III Edición
Curso 2006 - 2007
Vida en el estruendo, música explosiva
Leticia de Castro, 16 años
Colegio Vizcaya (Vizcaya)
Otra noche más, un estruendo. Gritos. Dolor. De nuevo silencio. Esta vez le ha tocado a ella. Se despierta sobresaltada, su casa está en llamas, alrededor sólo hay humo. Una casa más destruida, una familia rota. Se levanta llorando, grita a sus padres. No obtiene respuesta. Les busca. Encuentra a su padre, muerto en pedazos, víctima de la explosión. El fuego abrazó a su madre, tendida en el suelo.
Las guerras no traen nada bueno, las desgracias no tardan en llegar. Nadie gana; todos pierden. Debía aprender de aquello.
Salió de la casa y miró a su alrededor. Apenas quedaba nada de lo que había sido su barrio: ni edificios con flores en las ventanas, ni la fuente del parque, ni vendedores de helados, ni payasos con globos. Todo eran ruinas, muros humeantes y calcinados, montones de escombros, familias destruidas, miedo, terror y odio.
Siguió corriendo, subió a la montaña, respiró la falsa tranquilidad de la ciudad allá arriba y lloró hasta quedarse dormida.
El estruendo, el humo, su padre muerto, su madre muerta... Tenía que ser fuerte. Veía que sus pesadillas eran reales, que le acompañaba la soledad. Eso era la guerra.
La niebla escondía los destrozos de la noche anterior. Tenía pánico de recordar. Comenzó a moverse. Regresó a casa. No quedaba nada. Le habían arrebatado su pasado, su presente y, posiblemente, su futuro. Tembló.
Cualquier día le tocaría a ella, que también moriría. A sus doce años, llevaba tres despertándose con la sonora distorsión de las bombas.

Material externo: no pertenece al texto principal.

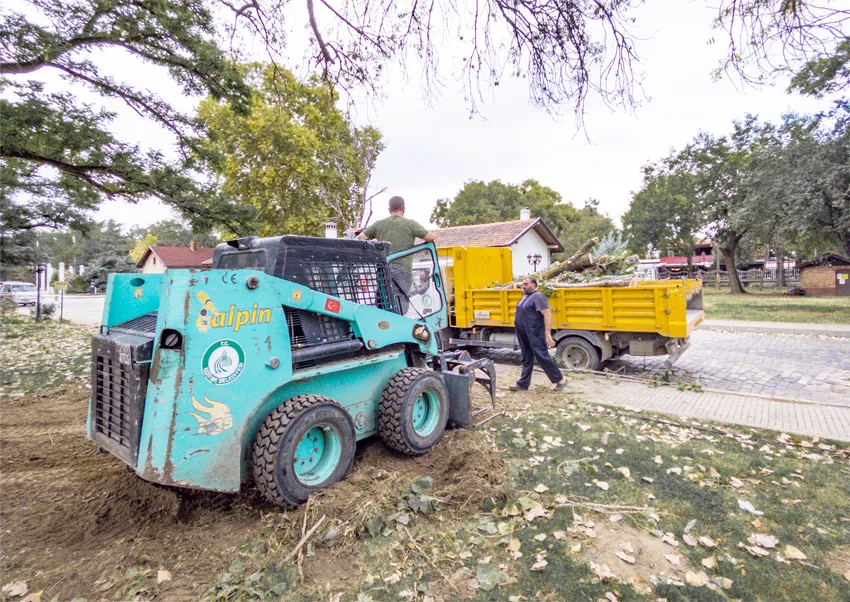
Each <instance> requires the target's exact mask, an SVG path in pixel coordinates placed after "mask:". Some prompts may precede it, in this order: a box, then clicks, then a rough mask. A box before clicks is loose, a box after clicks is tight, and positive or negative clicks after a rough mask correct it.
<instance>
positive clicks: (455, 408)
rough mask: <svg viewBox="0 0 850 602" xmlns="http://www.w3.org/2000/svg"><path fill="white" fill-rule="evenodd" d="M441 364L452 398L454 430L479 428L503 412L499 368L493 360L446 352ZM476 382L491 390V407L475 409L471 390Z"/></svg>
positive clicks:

Tenía ganas de vivir, de que todo el horror acabara, la esperanza de no quedarse en el camino. Eran sentimientos encontrados. Había días en los que quería abandonarse, dejar que la vida llegase a su fin, acabar con todo en un momento. Días en los que se levantaba y veía el sol brillar. Entonces anhelaba que la luz le ayudara a ver las cosas con esperanza.
Quería comenzar una nueva vida allí donde hubiera paz, tranquilidad, silencio. Nada de disparos, metralletas ni tanques. Nada de explosiones, gritos ni muertes. Se sentía cansada. Tal vez aquello no acabara jamás, tal vez no viviera el final.
Posiblemente moriría. Sólo sería una víctima más en esa batalla inútil. Le arrebatarían su vida, sus sueños, su inocencia, todo. Sería un cadáver más, un número que se borra del mapa sin que nadie derrame una lágrima.